UO leader back from Hanoi

December 25, 1970

By Mike Stahlberg

Tired after nearly four weeks of travel but yet full of talk about his experiences in Hanoi, University of Oregon Student Body President Ron Eachus returned to his home in Molalla Christmas Eve.

Eachus, 23, traveled to the Communist capitals of Moscow and Hanoi along with 14 other student leaders from throughout the United States.

The U.S. students signed peace treaties with three different student groups from South and North Vietnam.

Eachus talked briefly with a reporter by telephone late Thursday afternoon, shortly after stepping off a plane in Portland.

Thrust of the treaties signed, according to Eachus, is that complete withdrawal of United States military forces from South Vietnam would lead to peace in the area.

Eachus said before he left Eugene shortly after Thanksgiving that "we hope this (the trip) will produce an awareness that there are people in both countries who want peace and that it is governemnts waging war against governments, not people against people."

Text of the documents signed won't be released until sometime in January, when a National Conference of Youth will be organized by the National Student Association, the U of O student leader said.

Eachus' group spent two weeks int he North Vietnamese capital.
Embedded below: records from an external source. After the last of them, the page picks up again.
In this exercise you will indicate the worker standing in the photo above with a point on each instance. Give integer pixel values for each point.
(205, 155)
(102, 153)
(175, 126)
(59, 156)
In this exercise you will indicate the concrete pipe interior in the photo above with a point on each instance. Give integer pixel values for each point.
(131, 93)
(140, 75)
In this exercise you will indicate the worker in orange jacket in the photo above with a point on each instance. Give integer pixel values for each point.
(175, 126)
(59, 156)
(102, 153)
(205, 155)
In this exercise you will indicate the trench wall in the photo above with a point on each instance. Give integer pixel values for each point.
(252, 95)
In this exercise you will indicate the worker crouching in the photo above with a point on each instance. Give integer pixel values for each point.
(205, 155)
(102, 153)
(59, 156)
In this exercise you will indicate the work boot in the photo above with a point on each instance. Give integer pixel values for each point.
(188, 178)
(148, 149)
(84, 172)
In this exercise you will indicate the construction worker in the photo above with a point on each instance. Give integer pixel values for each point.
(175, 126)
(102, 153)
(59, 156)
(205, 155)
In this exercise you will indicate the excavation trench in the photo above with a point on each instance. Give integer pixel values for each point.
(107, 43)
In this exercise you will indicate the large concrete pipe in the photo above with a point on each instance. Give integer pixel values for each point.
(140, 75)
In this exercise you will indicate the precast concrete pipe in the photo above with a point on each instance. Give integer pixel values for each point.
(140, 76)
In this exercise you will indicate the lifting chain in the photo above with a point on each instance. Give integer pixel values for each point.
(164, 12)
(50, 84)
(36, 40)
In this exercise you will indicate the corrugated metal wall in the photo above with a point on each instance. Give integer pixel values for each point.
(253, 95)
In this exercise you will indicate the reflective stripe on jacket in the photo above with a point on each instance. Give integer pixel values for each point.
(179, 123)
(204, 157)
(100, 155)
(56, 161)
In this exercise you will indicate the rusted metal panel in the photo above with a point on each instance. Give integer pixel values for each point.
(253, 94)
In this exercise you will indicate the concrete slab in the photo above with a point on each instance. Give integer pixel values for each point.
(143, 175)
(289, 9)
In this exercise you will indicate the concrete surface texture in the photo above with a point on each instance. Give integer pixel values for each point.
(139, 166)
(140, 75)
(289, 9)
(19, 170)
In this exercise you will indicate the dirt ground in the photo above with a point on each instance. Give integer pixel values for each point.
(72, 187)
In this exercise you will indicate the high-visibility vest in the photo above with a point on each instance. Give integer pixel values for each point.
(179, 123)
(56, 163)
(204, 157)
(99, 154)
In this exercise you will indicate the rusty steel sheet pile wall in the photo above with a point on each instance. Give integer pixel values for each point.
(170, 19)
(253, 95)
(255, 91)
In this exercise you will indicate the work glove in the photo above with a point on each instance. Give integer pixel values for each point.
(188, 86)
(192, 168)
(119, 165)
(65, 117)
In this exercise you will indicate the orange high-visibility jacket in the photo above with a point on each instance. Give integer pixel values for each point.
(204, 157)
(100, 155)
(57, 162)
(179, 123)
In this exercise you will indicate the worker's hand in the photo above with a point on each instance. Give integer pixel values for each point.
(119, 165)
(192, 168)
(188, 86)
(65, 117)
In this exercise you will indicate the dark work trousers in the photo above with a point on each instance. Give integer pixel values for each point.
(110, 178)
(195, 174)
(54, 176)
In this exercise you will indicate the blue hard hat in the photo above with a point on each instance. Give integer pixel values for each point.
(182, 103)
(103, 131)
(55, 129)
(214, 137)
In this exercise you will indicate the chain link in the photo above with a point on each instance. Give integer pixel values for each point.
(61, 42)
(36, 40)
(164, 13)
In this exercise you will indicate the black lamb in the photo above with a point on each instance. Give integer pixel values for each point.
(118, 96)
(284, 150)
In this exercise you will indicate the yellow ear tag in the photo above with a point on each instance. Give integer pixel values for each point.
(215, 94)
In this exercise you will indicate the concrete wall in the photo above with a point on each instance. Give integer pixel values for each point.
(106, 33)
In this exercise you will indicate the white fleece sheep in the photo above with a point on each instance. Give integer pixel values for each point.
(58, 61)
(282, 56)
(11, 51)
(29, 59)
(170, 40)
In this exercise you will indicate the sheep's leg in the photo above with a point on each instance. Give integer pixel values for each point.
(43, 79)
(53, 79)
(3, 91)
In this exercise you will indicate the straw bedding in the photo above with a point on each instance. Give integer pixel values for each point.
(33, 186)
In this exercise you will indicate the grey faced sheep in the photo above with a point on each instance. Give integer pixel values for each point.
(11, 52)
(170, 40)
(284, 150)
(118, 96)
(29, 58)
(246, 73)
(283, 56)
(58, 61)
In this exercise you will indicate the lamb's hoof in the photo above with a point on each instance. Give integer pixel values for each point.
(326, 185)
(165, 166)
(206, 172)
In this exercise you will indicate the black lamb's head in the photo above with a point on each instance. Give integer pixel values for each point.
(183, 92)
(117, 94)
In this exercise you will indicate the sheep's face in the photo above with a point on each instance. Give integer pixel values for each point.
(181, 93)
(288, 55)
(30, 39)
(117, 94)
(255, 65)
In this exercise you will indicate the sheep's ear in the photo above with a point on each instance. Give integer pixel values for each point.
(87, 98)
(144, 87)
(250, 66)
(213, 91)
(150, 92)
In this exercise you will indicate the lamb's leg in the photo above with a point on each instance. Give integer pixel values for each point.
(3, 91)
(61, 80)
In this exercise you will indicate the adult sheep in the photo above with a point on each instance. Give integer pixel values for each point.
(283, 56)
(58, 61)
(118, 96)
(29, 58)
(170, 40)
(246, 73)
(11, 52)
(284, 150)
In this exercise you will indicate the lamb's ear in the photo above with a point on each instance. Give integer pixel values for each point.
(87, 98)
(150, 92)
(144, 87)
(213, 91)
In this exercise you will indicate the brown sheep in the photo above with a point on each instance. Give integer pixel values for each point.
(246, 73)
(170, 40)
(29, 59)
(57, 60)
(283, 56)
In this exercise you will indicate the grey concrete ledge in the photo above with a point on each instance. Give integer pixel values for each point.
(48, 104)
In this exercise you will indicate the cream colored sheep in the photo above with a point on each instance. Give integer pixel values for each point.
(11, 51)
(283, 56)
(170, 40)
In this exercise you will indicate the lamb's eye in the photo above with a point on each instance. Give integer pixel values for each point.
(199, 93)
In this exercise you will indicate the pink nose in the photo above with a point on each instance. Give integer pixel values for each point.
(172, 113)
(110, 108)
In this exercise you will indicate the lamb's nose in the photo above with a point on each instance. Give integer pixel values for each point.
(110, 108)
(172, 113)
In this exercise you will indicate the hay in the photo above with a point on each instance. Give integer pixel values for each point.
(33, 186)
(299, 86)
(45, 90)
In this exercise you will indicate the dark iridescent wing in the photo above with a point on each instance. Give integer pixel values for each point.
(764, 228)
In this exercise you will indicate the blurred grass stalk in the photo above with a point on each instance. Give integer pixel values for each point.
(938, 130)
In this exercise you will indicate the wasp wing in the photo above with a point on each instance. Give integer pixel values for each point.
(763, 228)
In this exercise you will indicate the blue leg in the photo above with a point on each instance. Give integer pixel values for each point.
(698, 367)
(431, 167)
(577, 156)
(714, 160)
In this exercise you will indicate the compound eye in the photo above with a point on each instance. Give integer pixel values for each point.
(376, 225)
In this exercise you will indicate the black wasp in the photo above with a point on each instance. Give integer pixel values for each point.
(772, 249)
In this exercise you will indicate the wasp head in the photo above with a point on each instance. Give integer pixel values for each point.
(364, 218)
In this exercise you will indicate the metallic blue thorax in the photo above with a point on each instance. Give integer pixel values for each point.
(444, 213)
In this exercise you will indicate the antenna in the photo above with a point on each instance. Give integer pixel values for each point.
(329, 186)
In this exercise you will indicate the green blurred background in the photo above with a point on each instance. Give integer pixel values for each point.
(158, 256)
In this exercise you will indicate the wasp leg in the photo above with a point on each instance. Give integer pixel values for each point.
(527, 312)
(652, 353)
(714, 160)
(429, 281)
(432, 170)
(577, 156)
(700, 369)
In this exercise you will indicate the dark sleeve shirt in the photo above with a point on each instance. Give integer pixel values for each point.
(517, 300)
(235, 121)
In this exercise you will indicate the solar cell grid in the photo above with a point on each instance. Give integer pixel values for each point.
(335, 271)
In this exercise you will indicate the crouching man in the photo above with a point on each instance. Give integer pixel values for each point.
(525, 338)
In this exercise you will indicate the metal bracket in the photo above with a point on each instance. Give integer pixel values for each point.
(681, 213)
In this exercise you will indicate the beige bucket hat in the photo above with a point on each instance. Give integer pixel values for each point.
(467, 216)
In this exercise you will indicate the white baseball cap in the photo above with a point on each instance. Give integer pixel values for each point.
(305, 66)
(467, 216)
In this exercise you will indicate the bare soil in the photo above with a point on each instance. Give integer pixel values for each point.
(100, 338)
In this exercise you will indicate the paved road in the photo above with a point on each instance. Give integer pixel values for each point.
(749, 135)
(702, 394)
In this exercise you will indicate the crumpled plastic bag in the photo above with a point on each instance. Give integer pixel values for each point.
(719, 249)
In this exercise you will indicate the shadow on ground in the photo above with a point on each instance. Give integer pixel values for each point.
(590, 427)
In addition to their talks with leaders of the National Student Union of North Vietnam, the United States students met with the writers union and government officials, including the premier of North Vietnam.

"The North Vietnamese government has always made the distinction that it is the American govenrment and not the American people that they're fighting," Eachus said. "Our visit was important to them for that distinction and it was important for them to be able to show their people that they weren't alone in opposing this war."

Eachus said there was publicity about the visiting Americans, "but not in the way we would think of propaganda. I don't think we were used or duped."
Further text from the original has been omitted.